People need to think how they want it to work for them. Some people might want to log on at lunchtime and finish later. It took me two or three months to get into my routine of what would work for me. Of course you can still tweak it whenever you like.

What mistake did you make earlier in your career and what did you learn from it?

One of my biggest weaknesses or areas where I can make mistakes is my attention to detail, which for an HR person is not great! Very early on in my career, I used to get a lot of feedback around this. For example, if I wrote a contract there would inevitably be an error.

So, rather than one big mistake, I used to make loads of little, silly mistakes and I used to take it really personally. As I’ve grown older, I know that’s my area of weakness so I know I have to work harder on it.

When I recruited my latest team member, for example, I wanted someone who was really good at compliance, good at detail and payroll. Part of being a leader is about recognising the areas where you’re prone to making mistakes and then working to fix that. I know now that if I’m writing a contract, to get someone to check it. It’s important to recruit people who are better than you in your weaker areas.

What are the values that drive you?

Apart from treating people how you would want to be treated, I really value autonomy and trust. Particularly trust in people’s expertise. I think a lot of people think they could do HR because it’s not technical.

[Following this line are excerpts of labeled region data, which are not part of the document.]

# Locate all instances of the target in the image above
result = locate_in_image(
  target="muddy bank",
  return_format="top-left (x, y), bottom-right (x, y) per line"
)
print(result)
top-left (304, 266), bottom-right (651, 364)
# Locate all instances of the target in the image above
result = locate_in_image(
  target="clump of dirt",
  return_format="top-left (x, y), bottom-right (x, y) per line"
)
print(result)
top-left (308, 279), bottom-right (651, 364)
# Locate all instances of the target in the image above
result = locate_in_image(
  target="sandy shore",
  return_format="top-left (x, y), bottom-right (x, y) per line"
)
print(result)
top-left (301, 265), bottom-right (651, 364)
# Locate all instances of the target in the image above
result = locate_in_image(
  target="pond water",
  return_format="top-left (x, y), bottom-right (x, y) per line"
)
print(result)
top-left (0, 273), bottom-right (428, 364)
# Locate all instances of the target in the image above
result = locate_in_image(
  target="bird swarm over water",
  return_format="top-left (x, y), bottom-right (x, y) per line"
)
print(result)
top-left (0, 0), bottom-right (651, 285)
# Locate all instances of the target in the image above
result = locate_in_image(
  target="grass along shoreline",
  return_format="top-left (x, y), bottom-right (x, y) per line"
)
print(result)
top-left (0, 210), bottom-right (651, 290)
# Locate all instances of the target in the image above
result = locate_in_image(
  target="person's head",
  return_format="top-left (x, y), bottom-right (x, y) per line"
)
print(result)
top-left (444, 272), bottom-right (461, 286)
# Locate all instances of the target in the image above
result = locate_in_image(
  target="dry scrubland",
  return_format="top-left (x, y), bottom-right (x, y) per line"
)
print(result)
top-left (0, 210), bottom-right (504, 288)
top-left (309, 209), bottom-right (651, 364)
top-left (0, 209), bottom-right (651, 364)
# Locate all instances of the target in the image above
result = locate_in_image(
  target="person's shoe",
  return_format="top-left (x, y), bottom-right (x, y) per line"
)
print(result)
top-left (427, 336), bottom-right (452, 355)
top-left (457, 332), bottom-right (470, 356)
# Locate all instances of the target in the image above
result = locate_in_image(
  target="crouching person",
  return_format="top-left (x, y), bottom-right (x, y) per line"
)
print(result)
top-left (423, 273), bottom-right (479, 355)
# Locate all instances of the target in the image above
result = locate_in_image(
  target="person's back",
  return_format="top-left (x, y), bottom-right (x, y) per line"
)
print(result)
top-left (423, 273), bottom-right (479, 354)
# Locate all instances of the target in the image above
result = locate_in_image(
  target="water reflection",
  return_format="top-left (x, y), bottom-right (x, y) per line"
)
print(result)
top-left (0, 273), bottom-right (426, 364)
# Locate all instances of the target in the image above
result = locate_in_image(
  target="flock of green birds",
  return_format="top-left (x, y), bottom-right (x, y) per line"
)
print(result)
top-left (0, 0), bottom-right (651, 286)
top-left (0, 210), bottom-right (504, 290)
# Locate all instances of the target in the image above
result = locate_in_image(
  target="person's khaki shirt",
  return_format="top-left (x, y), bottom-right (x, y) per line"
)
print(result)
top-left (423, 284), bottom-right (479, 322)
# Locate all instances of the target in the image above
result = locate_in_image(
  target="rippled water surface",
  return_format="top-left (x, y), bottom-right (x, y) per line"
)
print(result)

I couldn’t go and code a piece of software, but I think some managers think that because HR is a people thing, that they know a lot about it. I would never question a finance person on how they came to a figure, or a software developer on how they came up with that code, but people do think they know how to do HR. So, being valued as a trusted expert is important to me.

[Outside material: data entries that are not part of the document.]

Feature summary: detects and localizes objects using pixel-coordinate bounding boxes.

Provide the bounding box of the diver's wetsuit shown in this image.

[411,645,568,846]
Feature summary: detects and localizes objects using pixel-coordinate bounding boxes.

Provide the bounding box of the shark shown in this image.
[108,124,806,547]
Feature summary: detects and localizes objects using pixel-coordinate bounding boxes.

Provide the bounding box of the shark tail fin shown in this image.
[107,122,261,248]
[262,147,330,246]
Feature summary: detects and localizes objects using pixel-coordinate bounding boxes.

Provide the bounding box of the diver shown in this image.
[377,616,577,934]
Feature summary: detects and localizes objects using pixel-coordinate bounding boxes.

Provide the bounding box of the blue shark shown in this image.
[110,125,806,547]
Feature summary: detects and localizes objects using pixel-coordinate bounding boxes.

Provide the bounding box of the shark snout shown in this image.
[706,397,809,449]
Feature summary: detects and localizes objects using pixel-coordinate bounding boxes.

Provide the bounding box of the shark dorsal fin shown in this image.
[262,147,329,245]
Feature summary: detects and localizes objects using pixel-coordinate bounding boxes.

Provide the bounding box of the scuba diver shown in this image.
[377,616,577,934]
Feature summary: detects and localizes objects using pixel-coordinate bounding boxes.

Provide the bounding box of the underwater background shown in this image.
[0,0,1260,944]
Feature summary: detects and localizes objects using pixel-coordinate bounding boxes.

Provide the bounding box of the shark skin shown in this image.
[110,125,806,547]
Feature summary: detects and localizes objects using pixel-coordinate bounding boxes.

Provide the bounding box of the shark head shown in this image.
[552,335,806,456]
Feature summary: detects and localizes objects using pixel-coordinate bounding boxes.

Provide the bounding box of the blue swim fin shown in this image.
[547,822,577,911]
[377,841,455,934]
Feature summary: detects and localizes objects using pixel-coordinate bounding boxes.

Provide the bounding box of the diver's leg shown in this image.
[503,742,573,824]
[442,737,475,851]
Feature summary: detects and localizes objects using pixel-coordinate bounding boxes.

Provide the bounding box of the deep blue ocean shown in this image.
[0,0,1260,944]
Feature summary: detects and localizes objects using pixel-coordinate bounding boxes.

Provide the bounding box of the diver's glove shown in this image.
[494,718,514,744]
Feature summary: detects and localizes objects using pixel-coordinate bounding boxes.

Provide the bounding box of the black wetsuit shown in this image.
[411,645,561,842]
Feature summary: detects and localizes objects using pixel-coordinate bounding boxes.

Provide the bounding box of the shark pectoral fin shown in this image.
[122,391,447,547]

I also value a good work life balance – spending time with my kids, I value massively.

What are your top three books or podcasts?

I listen to podcasts while I’m running. I’ve been listening to The Diary of a CEO by Steven Bartlett. He founded Social Chain. It’s a good podcast where he tells you how he did it. It’s frank and open. That’s quite motivating.

Because I’ve been doing my fitness thing and losing weight, I listen to some fitness podcasts too. There’s one called The Courtney Black Podcast which is about nutrition, fitness and the reverse diet concept, where you don’t have to count calories. She talks to other nutritionists and fitness experts so it’s very good.

My favourite books are by Paul Britton. He was a criminal psychologist in the 70s and 80s who worked on really big cases like the James Bulger and Rachel Needham cases. He gets into the minds of the criminals so that’s really interesting. He’s written two books – The Jigsaw Man and Picking up the Pieces.

What do you enjoy doing when you’re not working?

I love spending time with the kids. Exercise has also been a big focus for me in the last eighteen months. I’m definitely a lot fitter than I was. Having the time to myself to do that has been massively important – for my mental health too.

And holidays are my thing. I have so many places on my bucket list. Italy would be top of the list, but I also really want to go to Vegas because I’ve never been. I’d want to do it as part of a bigger visit to the US and go to Nashville too.

Where’s the best place you’ve been?

We’ve been to Mexico a couple of times, which I liked. My husband would go every year, but I like to try different places. One of my favourite places was Miami. I loved it there because everything was on the water, it was very chilled.